#107 Reduce file list memory usage#108
Conversation
We ran into issues with allocation failures when attempting to set up SSL connections. After a lot of searching and trial-and-error, we realized that as the number of log files on the SD card grew, the size of the JSON document returned by GenerateFilelist() grew to consume a significant chunk of heap memory. This document was resident while the upload loop ran, which is the exact time we needed the memory most. Once this was realized, we almost immediately notices that we didn't need this JSON at all, as the only thing we were pulling from it was the file numbers, something we can easily get from a CountLogFiles() call.
While dealing with heap shortages, I realized that we were always holding onto 4 KiB array, even if only the first few entries were actually populated. Four kibibytes isn't a massive amount, but when running near capacity, it might be enough to push us over the edge into SSL allocation failures. To do this shrink-to-fit operation consistently, I replaced one overload of logging::Manager::CountLogFiles() with a new GetLogFileNumbers() method that returns a vector, which provides much nicer ergonomics to the caller.
Previously any missing field would cause the whole row to be dropped. Given that MD5 hashes aren't guaranteed to be present, that felt like overkill.

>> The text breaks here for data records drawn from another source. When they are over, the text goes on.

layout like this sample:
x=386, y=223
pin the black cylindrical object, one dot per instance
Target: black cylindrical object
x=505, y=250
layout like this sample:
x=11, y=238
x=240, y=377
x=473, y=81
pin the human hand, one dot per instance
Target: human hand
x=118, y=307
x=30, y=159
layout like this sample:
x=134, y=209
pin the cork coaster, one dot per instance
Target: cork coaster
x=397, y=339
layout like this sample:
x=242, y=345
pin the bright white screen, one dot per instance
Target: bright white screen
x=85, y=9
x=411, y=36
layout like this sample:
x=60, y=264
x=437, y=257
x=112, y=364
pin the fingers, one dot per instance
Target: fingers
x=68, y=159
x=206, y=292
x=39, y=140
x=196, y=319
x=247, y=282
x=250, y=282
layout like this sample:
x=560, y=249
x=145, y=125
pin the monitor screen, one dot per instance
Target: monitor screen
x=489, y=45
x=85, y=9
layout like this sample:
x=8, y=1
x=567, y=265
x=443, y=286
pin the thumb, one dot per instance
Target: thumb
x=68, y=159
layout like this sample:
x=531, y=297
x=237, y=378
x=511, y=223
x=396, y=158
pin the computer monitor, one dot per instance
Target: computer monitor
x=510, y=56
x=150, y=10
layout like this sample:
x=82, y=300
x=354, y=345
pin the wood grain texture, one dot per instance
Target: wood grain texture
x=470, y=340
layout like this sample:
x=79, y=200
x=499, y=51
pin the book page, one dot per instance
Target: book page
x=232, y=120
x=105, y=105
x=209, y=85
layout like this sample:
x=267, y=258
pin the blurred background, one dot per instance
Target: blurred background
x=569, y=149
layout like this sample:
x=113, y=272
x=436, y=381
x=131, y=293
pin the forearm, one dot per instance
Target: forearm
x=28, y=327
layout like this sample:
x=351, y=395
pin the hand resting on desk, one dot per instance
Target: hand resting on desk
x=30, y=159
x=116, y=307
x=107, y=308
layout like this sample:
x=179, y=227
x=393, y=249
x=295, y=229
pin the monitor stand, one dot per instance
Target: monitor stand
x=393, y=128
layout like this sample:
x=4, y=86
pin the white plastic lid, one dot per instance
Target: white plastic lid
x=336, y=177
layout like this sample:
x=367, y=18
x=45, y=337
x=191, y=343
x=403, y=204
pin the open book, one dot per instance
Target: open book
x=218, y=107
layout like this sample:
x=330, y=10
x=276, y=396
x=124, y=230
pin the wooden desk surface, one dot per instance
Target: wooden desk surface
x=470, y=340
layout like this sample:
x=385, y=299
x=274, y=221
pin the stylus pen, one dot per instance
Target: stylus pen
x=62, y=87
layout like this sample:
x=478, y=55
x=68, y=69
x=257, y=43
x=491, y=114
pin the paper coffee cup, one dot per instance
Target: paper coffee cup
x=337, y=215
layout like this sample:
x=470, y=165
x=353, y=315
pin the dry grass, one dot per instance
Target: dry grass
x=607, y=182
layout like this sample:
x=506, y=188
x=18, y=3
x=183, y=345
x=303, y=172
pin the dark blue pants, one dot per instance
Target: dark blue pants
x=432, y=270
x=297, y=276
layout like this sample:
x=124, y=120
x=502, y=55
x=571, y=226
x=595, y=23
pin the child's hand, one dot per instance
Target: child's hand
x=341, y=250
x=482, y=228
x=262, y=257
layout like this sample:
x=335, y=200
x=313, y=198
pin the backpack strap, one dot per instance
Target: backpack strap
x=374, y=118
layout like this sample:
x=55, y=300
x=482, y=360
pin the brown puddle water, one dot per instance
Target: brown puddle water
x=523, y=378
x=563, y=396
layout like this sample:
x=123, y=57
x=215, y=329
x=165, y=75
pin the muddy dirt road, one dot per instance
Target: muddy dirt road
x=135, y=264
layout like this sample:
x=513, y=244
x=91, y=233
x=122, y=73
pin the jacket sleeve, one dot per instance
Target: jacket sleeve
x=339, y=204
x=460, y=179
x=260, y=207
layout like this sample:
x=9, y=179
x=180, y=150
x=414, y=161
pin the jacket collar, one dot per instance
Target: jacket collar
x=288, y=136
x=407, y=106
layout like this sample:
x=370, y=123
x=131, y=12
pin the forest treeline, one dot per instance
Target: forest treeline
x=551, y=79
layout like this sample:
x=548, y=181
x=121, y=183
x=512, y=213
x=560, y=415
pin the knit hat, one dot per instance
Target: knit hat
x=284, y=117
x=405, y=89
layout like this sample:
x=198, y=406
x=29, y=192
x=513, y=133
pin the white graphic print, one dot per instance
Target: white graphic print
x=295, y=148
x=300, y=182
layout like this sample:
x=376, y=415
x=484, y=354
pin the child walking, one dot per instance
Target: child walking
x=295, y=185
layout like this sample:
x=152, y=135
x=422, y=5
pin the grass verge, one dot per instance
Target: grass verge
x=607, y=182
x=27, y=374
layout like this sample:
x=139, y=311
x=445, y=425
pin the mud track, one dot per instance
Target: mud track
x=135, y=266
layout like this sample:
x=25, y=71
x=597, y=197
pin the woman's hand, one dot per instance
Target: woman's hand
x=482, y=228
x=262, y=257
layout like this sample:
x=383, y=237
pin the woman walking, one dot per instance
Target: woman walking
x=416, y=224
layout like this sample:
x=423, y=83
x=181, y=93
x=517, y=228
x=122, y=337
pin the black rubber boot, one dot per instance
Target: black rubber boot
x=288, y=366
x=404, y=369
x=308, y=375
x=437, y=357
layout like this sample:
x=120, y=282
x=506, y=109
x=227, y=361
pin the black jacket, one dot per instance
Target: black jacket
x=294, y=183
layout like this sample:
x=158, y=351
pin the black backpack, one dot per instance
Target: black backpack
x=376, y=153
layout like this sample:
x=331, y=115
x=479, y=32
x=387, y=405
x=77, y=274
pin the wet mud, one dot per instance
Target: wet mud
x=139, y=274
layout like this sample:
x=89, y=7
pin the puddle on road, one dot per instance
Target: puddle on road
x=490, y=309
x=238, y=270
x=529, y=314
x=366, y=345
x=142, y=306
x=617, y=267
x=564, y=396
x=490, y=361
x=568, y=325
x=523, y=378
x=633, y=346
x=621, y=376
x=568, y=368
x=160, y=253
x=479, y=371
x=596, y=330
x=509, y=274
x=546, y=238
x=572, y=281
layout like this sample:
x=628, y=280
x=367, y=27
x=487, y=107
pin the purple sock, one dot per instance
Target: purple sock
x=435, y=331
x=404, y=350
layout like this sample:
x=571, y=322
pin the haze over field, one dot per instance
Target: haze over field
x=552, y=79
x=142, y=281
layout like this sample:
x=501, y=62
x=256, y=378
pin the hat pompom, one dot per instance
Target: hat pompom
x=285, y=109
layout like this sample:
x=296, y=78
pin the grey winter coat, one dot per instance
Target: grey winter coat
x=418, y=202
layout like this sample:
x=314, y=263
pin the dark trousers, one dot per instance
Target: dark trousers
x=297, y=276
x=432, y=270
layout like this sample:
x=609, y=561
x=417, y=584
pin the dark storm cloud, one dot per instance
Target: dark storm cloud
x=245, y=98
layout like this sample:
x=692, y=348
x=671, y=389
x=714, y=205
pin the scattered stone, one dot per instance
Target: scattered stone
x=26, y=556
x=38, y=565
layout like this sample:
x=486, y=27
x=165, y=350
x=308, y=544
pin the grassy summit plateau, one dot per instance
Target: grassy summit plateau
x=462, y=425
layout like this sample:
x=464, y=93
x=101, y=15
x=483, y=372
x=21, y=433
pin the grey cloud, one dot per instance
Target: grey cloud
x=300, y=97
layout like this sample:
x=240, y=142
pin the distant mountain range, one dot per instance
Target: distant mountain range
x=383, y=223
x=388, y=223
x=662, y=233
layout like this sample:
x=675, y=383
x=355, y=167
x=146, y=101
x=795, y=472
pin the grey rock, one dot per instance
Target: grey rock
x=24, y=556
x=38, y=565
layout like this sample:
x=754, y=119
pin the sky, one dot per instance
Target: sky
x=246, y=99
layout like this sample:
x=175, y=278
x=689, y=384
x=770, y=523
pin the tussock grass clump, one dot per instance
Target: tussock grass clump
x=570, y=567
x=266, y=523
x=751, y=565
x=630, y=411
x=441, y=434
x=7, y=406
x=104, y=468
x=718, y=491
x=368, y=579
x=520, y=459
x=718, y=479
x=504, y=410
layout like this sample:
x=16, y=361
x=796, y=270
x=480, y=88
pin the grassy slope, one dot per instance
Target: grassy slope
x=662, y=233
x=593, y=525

My goal is to pull the file list out of the status JSON document, which will require calculating the total file count and size separately from the full file list.
I'm running into situations where a large JSON document is being successfully generated, but then allocation fails when trying to copy it into ESP32WiFiAdapter::m_messages. Move semantics to the rescue!
Keeping the document itself on the heap only introduced complexity which we didn't really need. Also store the default buffer size in a named constant.
This document's capacity increased every time a large message was sent, but that memory was never recovered. So if we succeeded in sending a giant file list, ESP32WiFiAdapter would hold onto that memory forever.
…ument This is a subtle dance that was repeated a few times. All of those copies were missing a std::move() call that significantly reduces the peak memory usage of the operation. To me that justifies abstracting it out.
Given that our large JSON documents can grow to fill temporarily fill all available memory, a more conservate growth factor seems appropriate. 1. Less aggressive growth means we are more likely to "just" fit in memory. 2. A growth factor less than the golden ratio allows the possibility of reusing memory blocks the document previously occupied. A growth factor of 2 prevents this.
There was a lot of unnecessary repetition between commands. Other improvements: * Serializing directly to Serial instead of allocating a large temporary string, like some jobs were doing. * Using Serial.println() to print the trailing new line instead of appending a single character to a large string, potentially resulting in another large allocation and copy. * Avoid some unnecessary JsonDocument->String->JsonDocument round-trips.
Just include the total file count and total file size. The file list JSON just isn't guaranteed to fit in memory, so it doesn't make sense to try to cram it inside the status JSON. A failed allocation means no status is sent, which is much more problematic than an incomplete file list. Moving "catalog" out into its own command means the WIBL can serve the status, release memory, then serve the file list. This approach also lets us handle a partial file list by appending a row of ellipses to the file table.
|
Thanks for the PR --- this is a massive improvement (and also updates the C++ to be more idiomatic for newer compilation systems, which is a bonus). Have you attempted to send update status messages from this implementation to an UploadServer implementation? I think it might cause problems with the current implementation (not a problem for this PR, but something we'll have to address later). |
Yes, I assumed that C++11 was fine to use as it is a hard dependency of ArduinoJson version the project currently uses.
No, I have not and I had intended to point this out when posting the PR. As it isn't being used for the CHS project we are working on, we never got around to setting up an UploadServer. I took a quick look at potentially porting it to these changes, but as someone with zero Go experience, I quickly got in over my head. |
Thanks for the update. Because we'll need to make changes to the code before we can fully merge (e.g., to step the firmware version, update and test the update server, etc.) I've made a new branch ("development") to capture this PR in a way that we can modify before final merge. Could you please edit the PR to target this branch instead of main? |
This is a series of small changes that add up to significantly reduce issues related to the memory consumed by JSON documents on the WIBL, especially the file list.
All togther, this is a pretty big change, but each commit is atomic and includes some justification of the change in its commit message. If you have any questions, I'd be happy to answer them.